During his stay on the ISS, Nespoli completed more than 60 experiments for the Italian ‘VITA’ mission – which stands for Vitality, Innovation, Technology and Ability – ranging from biomedicine and physiology to the science of materials and physics. His own body was the object of the experiments that will help scientists understand how humans adapt to life in space: his eyes, headaches, sleeping patterns, eating habits, temperature recordings, muscle exercises, and saliva samples were regularly monitored. But he also tested an anti-radiation jacket filled with water conceived by the University of Pavia and Thales Alenia Space to protect astronauts from the radiation they are exposed to during space travel, and an augmented reality app that helps the astronauts with maintenance operations on board the ISS.

“There are only a couple of days left to the end of the mission, we are closing the activities, however, the station work does not stop with us: it is a laboratory house that continues independently of the alternating astronauts”, said Nespoli, “It has been a pleasure and an honor to have the opportunity to work in such an incredible workshop, where I represented ASI – Agenzia Spaziale Italiana – and ESA, and in which I was able to bring a piece of Italy.” Thinking about the future Nespoli commented: “Going to Mars is a dream for all astronauts, it’s like asking a child if he wants an ice cream. If I had the chance I would go there, why not, in fact, put me on the list of those who want to go to Mars.”

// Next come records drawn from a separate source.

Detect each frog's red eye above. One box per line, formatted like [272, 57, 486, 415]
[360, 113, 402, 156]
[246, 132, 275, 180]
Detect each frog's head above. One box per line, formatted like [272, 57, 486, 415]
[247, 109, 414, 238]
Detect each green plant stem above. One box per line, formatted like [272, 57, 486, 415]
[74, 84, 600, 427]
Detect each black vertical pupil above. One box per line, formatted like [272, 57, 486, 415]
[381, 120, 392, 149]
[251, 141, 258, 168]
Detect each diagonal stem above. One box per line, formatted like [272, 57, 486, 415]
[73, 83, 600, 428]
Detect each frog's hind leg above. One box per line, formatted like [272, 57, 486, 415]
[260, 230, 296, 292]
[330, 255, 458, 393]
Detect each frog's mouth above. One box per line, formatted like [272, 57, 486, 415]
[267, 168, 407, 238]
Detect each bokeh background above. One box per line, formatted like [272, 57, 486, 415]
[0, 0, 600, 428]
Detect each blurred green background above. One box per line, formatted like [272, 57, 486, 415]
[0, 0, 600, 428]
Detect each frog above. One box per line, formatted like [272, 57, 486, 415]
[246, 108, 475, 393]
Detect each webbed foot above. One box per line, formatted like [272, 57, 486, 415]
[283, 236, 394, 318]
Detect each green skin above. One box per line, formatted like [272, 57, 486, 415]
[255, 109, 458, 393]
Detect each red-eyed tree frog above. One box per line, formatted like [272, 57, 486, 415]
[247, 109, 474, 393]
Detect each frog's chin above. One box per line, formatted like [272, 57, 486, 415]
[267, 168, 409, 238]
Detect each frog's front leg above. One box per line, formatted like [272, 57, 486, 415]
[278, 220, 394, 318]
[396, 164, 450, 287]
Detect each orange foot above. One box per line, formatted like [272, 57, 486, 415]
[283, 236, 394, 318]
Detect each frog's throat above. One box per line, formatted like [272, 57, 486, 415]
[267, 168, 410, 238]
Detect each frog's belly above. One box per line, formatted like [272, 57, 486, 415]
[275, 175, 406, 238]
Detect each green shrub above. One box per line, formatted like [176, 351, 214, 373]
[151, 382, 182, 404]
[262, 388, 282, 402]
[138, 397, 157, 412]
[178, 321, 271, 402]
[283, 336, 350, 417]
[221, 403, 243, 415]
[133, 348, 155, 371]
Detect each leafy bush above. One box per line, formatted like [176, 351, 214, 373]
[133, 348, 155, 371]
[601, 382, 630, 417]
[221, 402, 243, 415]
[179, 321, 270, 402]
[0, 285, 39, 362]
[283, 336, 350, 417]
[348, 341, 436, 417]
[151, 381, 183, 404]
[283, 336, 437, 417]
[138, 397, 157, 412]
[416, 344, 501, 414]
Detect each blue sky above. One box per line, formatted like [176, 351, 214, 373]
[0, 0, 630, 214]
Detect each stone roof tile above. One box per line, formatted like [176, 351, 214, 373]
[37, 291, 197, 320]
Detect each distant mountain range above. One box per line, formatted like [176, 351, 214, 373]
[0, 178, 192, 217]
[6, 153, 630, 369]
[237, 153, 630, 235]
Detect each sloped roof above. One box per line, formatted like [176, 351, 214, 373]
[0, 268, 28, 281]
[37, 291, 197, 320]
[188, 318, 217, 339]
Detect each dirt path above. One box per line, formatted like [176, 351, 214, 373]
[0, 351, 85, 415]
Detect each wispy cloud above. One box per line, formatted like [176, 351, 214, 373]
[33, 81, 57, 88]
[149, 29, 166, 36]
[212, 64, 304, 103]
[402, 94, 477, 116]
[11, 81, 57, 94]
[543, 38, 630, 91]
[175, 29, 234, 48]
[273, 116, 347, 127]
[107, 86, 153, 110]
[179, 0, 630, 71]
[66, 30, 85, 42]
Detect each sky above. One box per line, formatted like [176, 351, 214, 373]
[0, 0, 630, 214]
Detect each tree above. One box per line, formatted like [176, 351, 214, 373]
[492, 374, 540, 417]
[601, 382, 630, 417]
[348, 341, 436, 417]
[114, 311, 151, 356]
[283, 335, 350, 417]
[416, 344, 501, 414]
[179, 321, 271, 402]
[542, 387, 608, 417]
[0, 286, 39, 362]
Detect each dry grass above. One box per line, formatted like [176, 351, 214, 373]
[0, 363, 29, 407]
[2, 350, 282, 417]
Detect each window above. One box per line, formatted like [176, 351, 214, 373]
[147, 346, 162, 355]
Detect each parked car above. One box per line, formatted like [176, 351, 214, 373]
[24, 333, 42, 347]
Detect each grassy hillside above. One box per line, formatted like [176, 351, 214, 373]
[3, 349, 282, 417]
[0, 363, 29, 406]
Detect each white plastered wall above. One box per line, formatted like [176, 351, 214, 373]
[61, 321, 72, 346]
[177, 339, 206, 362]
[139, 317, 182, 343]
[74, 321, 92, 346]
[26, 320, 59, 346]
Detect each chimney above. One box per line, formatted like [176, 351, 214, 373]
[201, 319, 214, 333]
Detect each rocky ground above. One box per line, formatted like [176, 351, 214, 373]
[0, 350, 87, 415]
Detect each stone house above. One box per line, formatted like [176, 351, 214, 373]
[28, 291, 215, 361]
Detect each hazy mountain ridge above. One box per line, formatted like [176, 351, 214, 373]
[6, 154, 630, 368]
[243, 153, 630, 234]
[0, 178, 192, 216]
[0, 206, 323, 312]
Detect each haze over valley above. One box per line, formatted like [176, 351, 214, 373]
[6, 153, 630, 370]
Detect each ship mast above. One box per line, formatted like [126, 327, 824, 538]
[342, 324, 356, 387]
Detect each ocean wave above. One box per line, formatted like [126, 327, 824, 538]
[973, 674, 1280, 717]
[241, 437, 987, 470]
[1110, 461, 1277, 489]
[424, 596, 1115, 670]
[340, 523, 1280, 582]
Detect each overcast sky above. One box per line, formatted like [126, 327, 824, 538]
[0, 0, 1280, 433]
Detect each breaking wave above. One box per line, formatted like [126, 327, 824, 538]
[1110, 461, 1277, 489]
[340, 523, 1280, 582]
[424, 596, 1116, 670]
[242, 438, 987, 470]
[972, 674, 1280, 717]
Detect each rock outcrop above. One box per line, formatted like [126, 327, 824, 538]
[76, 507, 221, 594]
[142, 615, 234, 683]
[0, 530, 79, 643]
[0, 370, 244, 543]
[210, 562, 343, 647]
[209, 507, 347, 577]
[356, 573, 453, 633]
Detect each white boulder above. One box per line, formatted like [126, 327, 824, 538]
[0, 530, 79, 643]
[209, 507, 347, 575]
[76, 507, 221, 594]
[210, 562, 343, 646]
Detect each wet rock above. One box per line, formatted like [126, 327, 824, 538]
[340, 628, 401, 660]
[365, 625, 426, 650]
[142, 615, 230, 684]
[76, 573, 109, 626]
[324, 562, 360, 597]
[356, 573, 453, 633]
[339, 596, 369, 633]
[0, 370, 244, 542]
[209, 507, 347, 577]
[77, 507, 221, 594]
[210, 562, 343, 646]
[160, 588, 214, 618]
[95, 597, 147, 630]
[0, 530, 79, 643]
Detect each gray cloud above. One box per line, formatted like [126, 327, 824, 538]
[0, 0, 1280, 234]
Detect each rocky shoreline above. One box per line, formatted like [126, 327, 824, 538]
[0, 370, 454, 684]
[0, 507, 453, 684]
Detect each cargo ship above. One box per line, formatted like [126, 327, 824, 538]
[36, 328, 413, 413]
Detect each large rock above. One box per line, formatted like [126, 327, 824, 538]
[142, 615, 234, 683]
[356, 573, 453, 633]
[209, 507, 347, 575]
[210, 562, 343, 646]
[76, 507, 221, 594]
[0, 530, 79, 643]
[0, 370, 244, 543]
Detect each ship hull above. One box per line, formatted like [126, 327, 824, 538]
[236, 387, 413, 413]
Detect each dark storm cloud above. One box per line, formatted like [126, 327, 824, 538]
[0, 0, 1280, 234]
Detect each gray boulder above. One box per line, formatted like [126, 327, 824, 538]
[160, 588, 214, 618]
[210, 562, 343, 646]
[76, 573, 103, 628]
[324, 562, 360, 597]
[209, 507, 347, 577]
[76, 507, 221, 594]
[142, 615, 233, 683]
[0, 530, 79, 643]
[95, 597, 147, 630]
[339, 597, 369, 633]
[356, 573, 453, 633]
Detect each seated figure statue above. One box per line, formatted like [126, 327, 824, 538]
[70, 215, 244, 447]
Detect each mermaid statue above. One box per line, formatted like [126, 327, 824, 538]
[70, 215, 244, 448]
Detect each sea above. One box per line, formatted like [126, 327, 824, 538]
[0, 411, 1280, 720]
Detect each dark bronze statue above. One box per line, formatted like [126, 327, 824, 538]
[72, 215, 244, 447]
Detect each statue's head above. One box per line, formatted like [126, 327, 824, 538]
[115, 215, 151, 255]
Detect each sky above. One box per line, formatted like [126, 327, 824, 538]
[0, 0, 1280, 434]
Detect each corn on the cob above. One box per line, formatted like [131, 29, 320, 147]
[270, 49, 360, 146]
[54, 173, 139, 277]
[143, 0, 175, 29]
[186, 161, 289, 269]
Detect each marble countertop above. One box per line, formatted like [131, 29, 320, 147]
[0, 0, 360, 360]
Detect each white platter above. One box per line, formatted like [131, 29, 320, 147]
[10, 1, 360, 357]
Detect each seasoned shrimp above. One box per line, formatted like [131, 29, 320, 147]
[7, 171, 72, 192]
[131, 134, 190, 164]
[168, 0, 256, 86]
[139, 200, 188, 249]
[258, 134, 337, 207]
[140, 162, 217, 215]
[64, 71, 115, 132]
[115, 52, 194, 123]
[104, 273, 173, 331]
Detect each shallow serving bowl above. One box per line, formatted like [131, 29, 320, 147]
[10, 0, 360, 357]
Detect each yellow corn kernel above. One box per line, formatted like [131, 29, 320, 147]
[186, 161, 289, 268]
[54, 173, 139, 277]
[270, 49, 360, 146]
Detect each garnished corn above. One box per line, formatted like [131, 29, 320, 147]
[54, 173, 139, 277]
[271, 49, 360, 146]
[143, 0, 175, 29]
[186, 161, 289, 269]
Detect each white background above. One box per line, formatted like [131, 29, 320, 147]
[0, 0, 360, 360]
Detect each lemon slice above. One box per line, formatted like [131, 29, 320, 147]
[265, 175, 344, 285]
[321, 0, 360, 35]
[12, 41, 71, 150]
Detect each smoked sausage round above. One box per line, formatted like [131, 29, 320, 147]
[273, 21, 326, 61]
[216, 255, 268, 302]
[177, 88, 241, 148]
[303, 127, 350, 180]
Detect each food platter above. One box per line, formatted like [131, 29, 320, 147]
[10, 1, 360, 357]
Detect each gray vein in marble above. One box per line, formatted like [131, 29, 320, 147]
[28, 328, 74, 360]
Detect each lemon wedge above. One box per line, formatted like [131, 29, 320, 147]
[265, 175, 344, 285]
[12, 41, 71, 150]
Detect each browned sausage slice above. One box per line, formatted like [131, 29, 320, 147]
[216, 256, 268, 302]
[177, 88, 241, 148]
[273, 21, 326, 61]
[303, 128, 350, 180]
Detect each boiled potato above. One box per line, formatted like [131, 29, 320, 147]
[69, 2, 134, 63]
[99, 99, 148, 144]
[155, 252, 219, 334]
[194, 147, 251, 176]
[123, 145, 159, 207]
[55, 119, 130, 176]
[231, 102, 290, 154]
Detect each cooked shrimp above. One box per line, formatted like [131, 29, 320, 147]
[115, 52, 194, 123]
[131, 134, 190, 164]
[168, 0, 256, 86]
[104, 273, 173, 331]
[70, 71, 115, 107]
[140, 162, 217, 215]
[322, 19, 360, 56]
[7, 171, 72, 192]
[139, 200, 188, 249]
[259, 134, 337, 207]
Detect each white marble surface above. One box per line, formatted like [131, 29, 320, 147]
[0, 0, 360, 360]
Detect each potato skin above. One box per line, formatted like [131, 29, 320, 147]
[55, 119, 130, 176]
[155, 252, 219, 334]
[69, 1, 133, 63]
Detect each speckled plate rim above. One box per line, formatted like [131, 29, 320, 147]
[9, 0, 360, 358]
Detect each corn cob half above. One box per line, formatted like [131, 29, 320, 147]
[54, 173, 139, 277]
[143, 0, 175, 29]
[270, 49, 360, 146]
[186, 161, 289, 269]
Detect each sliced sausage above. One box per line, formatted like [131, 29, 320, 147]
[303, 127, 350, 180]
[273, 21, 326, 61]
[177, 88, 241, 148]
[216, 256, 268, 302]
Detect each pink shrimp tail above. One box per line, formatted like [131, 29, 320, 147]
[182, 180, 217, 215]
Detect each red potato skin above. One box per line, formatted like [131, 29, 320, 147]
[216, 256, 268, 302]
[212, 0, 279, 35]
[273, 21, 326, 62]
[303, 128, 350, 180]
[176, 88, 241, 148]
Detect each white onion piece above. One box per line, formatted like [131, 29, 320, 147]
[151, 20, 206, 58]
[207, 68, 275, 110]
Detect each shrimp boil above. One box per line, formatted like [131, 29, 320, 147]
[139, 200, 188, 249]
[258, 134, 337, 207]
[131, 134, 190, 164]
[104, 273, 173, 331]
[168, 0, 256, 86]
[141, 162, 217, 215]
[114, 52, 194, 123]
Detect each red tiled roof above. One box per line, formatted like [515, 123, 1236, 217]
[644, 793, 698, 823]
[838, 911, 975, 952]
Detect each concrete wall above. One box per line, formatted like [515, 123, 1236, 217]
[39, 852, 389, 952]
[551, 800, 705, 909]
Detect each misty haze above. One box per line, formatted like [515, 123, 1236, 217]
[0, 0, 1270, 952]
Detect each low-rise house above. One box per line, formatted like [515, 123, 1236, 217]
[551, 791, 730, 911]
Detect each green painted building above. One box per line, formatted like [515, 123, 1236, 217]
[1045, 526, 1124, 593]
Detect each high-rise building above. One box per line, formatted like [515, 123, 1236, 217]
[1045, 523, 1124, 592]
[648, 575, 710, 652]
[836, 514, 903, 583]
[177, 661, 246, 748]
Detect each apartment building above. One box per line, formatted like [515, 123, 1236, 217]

However, the return trip for Nespoli will be longer and more complicated than many imagine. First he will have to face the difficult journey on the Soyuz spacecraft that Nespoli described as “it’s like entering the home fridge”; then, once on Earth, he will have to follow a rehabilitation and recovery program in Houston, during which, among other things, he will have to re-learn how to walk; finally, in February, Nespoli will return to Italy. Once back in his home-country he will take part in “a challenging and interesting program to spread as much as possible the message that scientific activities, and the desire to realize one’s passions are important to make us feel fulfilled and to improve the human species.”